As Cointelegraph reported, Blockdaemon’s head of international, Andrew Vranjes, predicted that blockchain technology will expand to small and medium-sized enterprises (SMEs) in the Asia-Pacific region.
Vranjes said that as blockchain solutions mature and become more scalable, adoption will extend beyond multinational corporations to include small and medium-sized enterprises that play a key role in Asia-Pacific supply chains.
He pointed out that Singapore and Japan have taken positive steps in the regulation and exploration of blockchain technology. The Monetary Authority of Singapore (MAS) is a global leader in promoting fintech innovation, while Japan has become a hub for blockchain companies through clear crypto asset regulation.
The Henley & Partners study showed that Singapore ranked first in cryptocurrency adoption, with high scores in categories including regulation, infrastructure adoption and economic factors.
Japan is promoting the development of the local Web3 industry through tax reforms, and Economy, Trade and Industry Minister Takeru Saito said that he would attract global companies and developers through favorable tax conditions.

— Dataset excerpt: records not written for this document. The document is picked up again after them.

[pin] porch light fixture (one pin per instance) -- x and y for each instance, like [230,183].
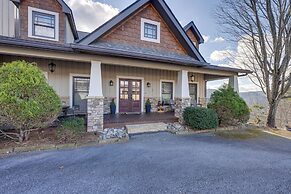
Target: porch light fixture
[192,78]
[52,67]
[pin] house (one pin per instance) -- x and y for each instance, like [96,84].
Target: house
[142,53]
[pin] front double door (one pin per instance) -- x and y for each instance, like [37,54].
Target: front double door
[129,95]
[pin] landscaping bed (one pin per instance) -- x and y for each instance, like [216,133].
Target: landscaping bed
[44,139]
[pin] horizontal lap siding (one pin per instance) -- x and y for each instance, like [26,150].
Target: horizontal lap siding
[60,79]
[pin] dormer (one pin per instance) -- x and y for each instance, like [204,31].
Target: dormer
[194,34]
[49,21]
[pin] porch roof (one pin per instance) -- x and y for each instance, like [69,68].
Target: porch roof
[121,51]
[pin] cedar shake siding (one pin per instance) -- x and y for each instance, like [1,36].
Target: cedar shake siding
[49,5]
[193,38]
[129,33]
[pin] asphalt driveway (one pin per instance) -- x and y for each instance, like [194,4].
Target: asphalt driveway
[155,163]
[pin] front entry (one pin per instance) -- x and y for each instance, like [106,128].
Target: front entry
[129,95]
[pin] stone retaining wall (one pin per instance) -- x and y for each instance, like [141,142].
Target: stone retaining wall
[95,114]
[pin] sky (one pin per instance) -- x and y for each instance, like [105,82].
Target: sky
[89,14]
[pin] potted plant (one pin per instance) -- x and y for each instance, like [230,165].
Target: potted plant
[148,106]
[112,107]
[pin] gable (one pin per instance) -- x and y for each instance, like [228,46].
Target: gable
[129,32]
[193,38]
[163,11]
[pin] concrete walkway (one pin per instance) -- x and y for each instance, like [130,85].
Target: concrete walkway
[155,163]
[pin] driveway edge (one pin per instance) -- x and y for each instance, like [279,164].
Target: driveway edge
[60,146]
[269,132]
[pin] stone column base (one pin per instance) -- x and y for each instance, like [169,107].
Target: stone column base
[95,112]
[181,104]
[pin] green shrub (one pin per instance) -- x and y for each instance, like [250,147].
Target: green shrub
[27,102]
[231,109]
[71,128]
[200,118]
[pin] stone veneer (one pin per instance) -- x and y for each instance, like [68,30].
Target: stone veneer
[180,105]
[95,114]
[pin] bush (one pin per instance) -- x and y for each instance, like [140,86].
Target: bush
[71,128]
[231,109]
[200,118]
[27,102]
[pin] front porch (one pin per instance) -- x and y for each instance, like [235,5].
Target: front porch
[120,120]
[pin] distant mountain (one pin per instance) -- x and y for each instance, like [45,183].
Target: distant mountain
[251,98]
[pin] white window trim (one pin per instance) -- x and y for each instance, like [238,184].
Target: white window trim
[143,21]
[117,90]
[171,81]
[30,24]
[197,90]
[71,85]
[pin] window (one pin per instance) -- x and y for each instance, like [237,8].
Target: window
[43,24]
[150,30]
[167,92]
[80,90]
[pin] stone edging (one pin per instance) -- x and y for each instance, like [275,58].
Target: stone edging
[60,146]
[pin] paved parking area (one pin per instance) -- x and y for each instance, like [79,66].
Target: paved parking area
[155,163]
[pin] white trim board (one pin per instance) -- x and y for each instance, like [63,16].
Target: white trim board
[71,85]
[158,24]
[174,87]
[198,90]
[117,90]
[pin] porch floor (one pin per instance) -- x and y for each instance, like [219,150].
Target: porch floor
[120,120]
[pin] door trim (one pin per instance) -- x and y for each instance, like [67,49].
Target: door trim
[117,90]
[197,90]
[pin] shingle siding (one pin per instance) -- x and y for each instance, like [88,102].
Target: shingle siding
[129,32]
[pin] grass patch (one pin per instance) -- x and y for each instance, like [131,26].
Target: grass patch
[241,134]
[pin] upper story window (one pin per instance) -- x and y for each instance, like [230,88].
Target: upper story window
[150,30]
[43,24]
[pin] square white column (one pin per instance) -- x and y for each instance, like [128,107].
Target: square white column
[233,82]
[183,85]
[95,88]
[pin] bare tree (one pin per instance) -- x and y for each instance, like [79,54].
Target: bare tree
[264,27]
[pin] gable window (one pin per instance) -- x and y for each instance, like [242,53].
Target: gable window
[43,24]
[150,30]
[167,92]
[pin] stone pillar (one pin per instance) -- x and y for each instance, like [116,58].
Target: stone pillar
[233,82]
[182,94]
[95,99]
[95,114]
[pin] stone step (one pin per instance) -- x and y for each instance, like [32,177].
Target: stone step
[146,128]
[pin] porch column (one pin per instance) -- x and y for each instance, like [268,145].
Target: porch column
[95,99]
[233,82]
[182,94]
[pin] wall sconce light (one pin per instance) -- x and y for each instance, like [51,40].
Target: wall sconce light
[52,67]
[192,78]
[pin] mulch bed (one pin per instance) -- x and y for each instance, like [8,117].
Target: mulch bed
[47,137]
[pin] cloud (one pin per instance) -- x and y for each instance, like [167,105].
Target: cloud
[220,55]
[218,39]
[206,38]
[89,14]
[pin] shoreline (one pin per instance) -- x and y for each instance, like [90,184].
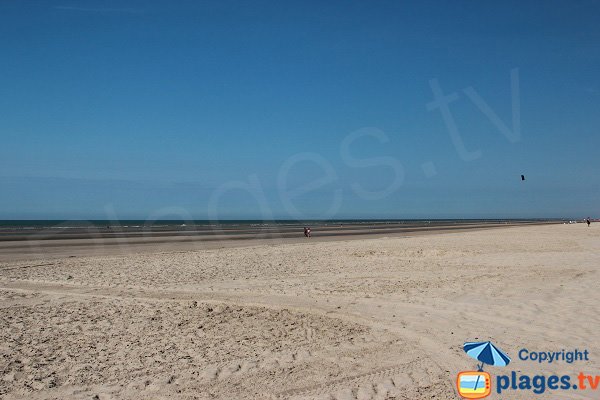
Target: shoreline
[53,245]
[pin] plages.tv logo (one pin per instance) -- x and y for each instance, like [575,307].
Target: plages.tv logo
[478,384]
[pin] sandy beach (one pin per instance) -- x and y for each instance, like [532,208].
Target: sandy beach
[373,318]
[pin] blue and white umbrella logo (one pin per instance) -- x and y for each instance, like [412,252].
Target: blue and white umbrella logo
[486,353]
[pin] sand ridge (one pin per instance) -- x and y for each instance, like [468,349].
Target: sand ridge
[362,319]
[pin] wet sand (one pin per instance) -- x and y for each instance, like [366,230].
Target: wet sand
[376,318]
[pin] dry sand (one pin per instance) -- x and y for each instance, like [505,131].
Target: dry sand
[379,318]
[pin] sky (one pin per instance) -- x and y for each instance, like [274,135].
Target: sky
[299,109]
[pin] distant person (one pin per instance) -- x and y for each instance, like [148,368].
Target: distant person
[307,232]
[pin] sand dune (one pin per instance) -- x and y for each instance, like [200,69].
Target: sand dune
[381,318]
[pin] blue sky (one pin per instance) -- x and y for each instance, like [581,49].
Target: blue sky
[148,109]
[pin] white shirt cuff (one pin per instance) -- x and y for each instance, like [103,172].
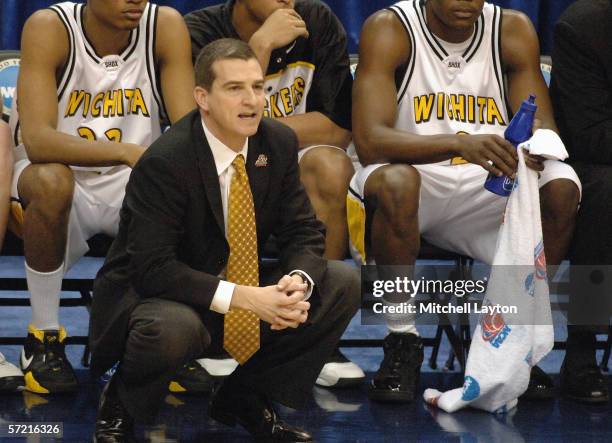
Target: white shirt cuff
[310,282]
[223,297]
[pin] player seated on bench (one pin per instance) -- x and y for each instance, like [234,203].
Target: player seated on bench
[95,82]
[429,112]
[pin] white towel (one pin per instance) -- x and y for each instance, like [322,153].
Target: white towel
[506,346]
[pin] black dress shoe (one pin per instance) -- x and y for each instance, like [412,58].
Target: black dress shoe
[254,413]
[113,423]
[540,386]
[586,384]
[397,378]
[191,378]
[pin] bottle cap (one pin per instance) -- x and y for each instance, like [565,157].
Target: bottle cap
[529,104]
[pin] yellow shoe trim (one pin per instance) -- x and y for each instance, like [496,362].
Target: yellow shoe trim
[63,334]
[32,385]
[38,333]
[176,387]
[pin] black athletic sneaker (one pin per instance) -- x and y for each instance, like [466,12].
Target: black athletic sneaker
[340,372]
[398,376]
[192,378]
[586,384]
[43,361]
[11,378]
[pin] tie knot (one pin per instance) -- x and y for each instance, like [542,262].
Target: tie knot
[238,165]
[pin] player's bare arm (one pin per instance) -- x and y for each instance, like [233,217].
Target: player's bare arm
[384,47]
[521,59]
[173,53]
[44,52]
[281,28]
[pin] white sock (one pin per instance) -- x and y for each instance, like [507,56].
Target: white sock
[45,288]
[400,323]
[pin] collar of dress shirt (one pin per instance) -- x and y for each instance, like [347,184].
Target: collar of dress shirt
[223,155]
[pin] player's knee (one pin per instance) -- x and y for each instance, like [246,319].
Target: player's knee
[398,191]
[560,199]
[50,185]
[330,170]
[178,331]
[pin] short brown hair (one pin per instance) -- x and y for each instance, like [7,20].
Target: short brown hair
[222,49]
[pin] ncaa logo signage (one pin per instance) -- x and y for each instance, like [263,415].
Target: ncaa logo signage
[494,329]
[471,389]
[540,261]
[8,81]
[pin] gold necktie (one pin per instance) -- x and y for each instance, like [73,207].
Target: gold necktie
[241,327]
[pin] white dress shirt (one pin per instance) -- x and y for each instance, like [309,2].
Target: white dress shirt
[224,156]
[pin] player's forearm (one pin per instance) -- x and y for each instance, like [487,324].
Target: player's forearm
[314,128]
[387,145]
[51,146]
[262,49]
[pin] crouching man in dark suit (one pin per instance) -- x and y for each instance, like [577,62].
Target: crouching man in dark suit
[183,277]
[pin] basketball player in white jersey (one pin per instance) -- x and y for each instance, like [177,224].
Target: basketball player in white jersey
[6,169]
[11,378]
[95,81]
[436,85]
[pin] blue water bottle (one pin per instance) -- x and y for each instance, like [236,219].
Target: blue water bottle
[518,131]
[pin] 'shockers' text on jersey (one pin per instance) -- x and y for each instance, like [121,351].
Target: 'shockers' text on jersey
[117,102]
[458,107]
[286,100]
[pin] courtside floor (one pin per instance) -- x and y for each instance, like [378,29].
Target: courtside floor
[332,415]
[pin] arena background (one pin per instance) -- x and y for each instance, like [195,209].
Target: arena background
[352,13]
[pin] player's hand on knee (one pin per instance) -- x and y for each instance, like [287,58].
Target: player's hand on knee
[535,162]
[494,153]
[291,318]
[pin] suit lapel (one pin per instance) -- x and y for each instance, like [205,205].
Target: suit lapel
[208,171]
[258,169]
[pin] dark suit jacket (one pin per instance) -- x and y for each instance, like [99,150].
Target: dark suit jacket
[171,242]
[581,84]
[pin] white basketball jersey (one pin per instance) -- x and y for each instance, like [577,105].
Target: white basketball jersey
[115,97]
[448,88]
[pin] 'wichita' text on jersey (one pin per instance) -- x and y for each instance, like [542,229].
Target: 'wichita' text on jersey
[116,102]
[459,107]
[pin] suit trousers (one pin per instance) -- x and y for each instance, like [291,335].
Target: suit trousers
[164,334]
[591,252]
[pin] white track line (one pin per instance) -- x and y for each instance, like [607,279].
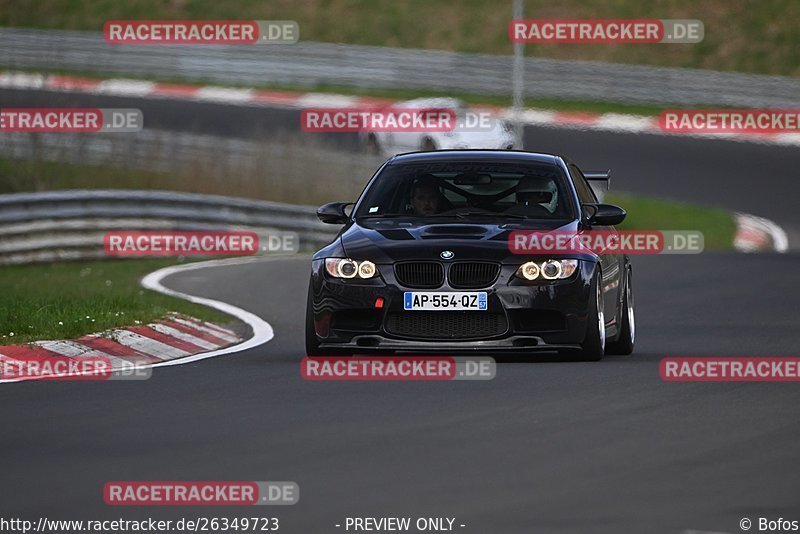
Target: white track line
[780,242]
[183,336]
[262,330]
[149,346]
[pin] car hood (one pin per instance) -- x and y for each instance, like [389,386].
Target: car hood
[387,241]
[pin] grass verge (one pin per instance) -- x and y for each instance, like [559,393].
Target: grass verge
[718,225]
[740,35]
[67,300]
[550,104]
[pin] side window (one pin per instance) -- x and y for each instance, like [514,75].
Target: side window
[585,193]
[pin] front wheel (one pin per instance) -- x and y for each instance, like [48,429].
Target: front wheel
[594,344]
[627,333]
[312,342]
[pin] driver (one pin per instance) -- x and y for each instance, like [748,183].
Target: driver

Despite the interest of many institutions in adopting blockchain technology, Vranjes believes that obstacles such as tax regulations remain. He pointed out that the tax treatment of cryptocurrencies and digital assets in many jurisdictions is still unclear.
In addition, the lack of uniformity in regulations on blockchain and digital assets in different countries is also a major challenge. Vranjes believes that these challenges mainly stem from the decentralized and cross-border nature of blockchain and the rapidly changing regulatory environment.